HARARE, ZIMBABWE -- Authorities in Zimbabwe have started publicly naming people who have escaped from quarantine centres and urging the public to report them to prevent the spread of the coronavirus.
Zimbabwe has seen a rise in confirmed cases of COVID-19 in recent days, with most recorded at quarantine centres.
More than 3,700 people are being kept in the quarantine centres after entering the country, mostly from neighbouring South Africa and Botswana, but dozens are fleeing the confinement complaining of filthy, unhygienic conditions and charging infections are spread at the quarantine areas.
Millions of Zimbabweans left the country for South Africa and other countries to escape political and economic turmoil over the last two decades, but some are returning home during the coronavirus outbreak.
New arrivals at the quarantine centres will have to surrender their passports and other identity documents to make it easier to trace them if they escape, Zimbabwe's COVID-19 chief co-ordinator Agnes Mahomva announced Wednesday.
The government is publishing names of escapees, some with confirmed positive results of COVID-19, in newspapers and on social media. The health ministry is also asking people to report those who cross the border illegally and don't go to quarantine centres.

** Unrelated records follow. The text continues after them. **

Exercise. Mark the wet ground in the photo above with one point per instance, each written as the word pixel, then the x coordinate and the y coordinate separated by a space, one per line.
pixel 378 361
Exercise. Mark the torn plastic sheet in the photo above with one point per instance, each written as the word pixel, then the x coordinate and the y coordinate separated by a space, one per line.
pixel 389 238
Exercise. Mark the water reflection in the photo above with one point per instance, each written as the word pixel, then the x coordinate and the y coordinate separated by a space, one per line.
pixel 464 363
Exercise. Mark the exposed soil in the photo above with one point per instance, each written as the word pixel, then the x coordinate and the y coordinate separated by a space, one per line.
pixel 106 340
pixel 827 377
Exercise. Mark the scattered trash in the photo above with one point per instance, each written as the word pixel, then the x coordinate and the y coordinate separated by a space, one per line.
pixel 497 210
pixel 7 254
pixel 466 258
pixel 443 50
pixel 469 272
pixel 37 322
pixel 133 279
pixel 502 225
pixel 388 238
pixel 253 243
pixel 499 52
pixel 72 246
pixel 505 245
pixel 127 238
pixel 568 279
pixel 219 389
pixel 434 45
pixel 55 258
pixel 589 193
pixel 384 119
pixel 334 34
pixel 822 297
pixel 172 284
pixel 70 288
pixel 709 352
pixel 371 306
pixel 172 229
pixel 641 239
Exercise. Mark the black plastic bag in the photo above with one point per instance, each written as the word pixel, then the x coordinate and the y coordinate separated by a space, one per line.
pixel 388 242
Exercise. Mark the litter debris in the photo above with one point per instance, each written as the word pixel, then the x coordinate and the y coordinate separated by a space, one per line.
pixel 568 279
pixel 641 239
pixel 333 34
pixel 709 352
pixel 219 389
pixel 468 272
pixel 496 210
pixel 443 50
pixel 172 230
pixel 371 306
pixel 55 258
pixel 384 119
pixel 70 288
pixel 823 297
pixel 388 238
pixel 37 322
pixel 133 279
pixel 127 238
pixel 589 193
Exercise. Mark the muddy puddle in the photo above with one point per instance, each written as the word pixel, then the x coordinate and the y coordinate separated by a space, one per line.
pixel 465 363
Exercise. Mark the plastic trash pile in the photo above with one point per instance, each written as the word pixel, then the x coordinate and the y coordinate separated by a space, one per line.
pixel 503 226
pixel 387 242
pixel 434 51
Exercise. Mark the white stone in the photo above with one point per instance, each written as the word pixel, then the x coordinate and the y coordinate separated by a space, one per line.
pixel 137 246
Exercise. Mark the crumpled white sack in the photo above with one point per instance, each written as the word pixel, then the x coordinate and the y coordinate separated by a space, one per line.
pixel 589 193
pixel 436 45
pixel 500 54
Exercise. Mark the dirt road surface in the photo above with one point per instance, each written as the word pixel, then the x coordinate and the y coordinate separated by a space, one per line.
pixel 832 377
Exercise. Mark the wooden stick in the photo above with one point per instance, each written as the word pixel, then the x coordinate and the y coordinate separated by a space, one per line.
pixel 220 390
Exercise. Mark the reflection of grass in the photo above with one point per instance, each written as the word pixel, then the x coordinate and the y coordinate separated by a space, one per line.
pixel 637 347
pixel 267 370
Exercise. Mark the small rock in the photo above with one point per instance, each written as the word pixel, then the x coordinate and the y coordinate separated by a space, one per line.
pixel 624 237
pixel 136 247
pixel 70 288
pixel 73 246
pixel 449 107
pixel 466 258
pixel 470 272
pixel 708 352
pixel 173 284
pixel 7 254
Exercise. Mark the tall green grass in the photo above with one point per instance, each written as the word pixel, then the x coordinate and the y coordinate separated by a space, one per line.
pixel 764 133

Some communities have been reporting such people to authorities in a bid to protect themselves. Those who are turned in to authorities are returned to the quarantine centres.
Zimbabwe has reported 314 cases of COVID-19, according to figures released Wednesday by the Africa Centers for Disease Control and Prevention. The figures have risen from the 56 recorded toward the end of May. Most of the new cases have been reported at the quarantine centres. Information minister Monica Mutsvangwa on Tuesday said this showed the effectiveness of the country's mandatory 21-day isolation regime.
But doctors and other health professionals charge that the conditions at the centres are deplorable. They also warn that the lack of social distancing and adequate screening and testing could result in people becoming infected with the coronavirus at the centres.
A judge last week ordered the government to improve conditions at the quarantine centres after a doctors group pressed a lawsuit in which it said the conditions are putting "seriously at stake" the lives of people held there, health professionals and security agents enforcing the isolation.
Hundreds at the centres are forced to share "some few dirty ablution and bathing facilities while others have no access to medication," said the Zimbabwe Association of Doctors for Human Rights in its court application.